Squares Circles Labyrinths Review

Andrew Clements, The Guardian, 2010

In the 25 years he has taught composition at Birmingham University, Vic Hoyland has also organised a number of memorable performances of some of the classics of postwar serialism. Hoyland retires in the summer, and to mark his departure, he and his colleague and fellow composer Jonty Harrison organised one last spectacular, presenting two of the iconic works of the 1960s, Stockhausen's Carré and Berio's Laborintus II. The evening was a remarkable achievement for what were almost entirely student performers. It was a three-part affair, with two celebrated renaissance choral works, Allegri's Miserere and Tallis's 40-part motet Spem in Alium, providing something completely different.

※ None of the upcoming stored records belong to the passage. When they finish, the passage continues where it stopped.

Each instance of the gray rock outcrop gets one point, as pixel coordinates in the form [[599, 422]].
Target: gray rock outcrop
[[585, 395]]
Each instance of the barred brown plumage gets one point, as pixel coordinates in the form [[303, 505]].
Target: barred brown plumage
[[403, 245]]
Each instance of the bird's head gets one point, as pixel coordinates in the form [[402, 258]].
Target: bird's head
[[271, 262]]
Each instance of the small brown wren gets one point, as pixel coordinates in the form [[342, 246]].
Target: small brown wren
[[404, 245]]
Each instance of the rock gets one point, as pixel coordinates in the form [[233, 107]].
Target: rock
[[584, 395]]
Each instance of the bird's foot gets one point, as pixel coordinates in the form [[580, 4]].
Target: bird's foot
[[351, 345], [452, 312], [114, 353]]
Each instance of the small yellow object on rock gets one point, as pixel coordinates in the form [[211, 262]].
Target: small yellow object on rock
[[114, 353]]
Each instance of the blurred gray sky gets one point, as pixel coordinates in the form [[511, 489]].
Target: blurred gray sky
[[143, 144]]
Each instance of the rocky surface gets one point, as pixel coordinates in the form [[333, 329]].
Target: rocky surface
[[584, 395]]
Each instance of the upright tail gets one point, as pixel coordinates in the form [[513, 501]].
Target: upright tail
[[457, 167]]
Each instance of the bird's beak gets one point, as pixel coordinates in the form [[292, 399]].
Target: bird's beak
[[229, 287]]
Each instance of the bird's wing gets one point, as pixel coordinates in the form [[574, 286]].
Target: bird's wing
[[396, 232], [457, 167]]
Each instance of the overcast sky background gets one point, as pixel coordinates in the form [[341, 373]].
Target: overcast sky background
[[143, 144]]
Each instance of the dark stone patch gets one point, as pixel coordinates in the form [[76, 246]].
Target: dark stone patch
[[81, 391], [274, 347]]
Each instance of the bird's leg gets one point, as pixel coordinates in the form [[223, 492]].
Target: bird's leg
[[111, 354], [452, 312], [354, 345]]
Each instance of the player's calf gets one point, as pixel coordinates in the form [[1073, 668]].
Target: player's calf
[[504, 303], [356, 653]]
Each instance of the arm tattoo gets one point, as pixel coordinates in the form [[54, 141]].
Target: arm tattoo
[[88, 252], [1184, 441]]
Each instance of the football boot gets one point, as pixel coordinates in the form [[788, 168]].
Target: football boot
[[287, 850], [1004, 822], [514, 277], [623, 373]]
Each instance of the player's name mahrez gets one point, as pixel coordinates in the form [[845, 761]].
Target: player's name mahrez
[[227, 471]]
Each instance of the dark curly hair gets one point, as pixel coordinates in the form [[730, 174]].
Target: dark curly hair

Or perhaps not so different, for both Allegri and Tallis make use of spatial and echo effects, and Carré is one of Stockhausen's most radical spatial experiments, dispersing four ensembles of voices and instruments, each with its own conductor, to the sides of the performing space - here, a cavernous former Methodist hall - and volleying sounds between them. Monumental and textural, its moments of grandeur still carry a wonderful dramatic charge.
Hoyland and Harrison were two of the conductors, together with Lee Differ and Scott Wilson, while Harrison took charge in the Berio, and Hoyland directed the staging. With its densely allusive text by Edoardo Sanguineti, Laborintus II is a far more familiar work than Carré, though generally heard now as a suave concert piece. Here. Hoyland tried to get back to the piece's roots in 1960s theatre and dance, recreating the atmosphere and chaos of a happening. I'm not sure it elucidated what remains one of Berio's more refractory scores, but it was clearly very good fun.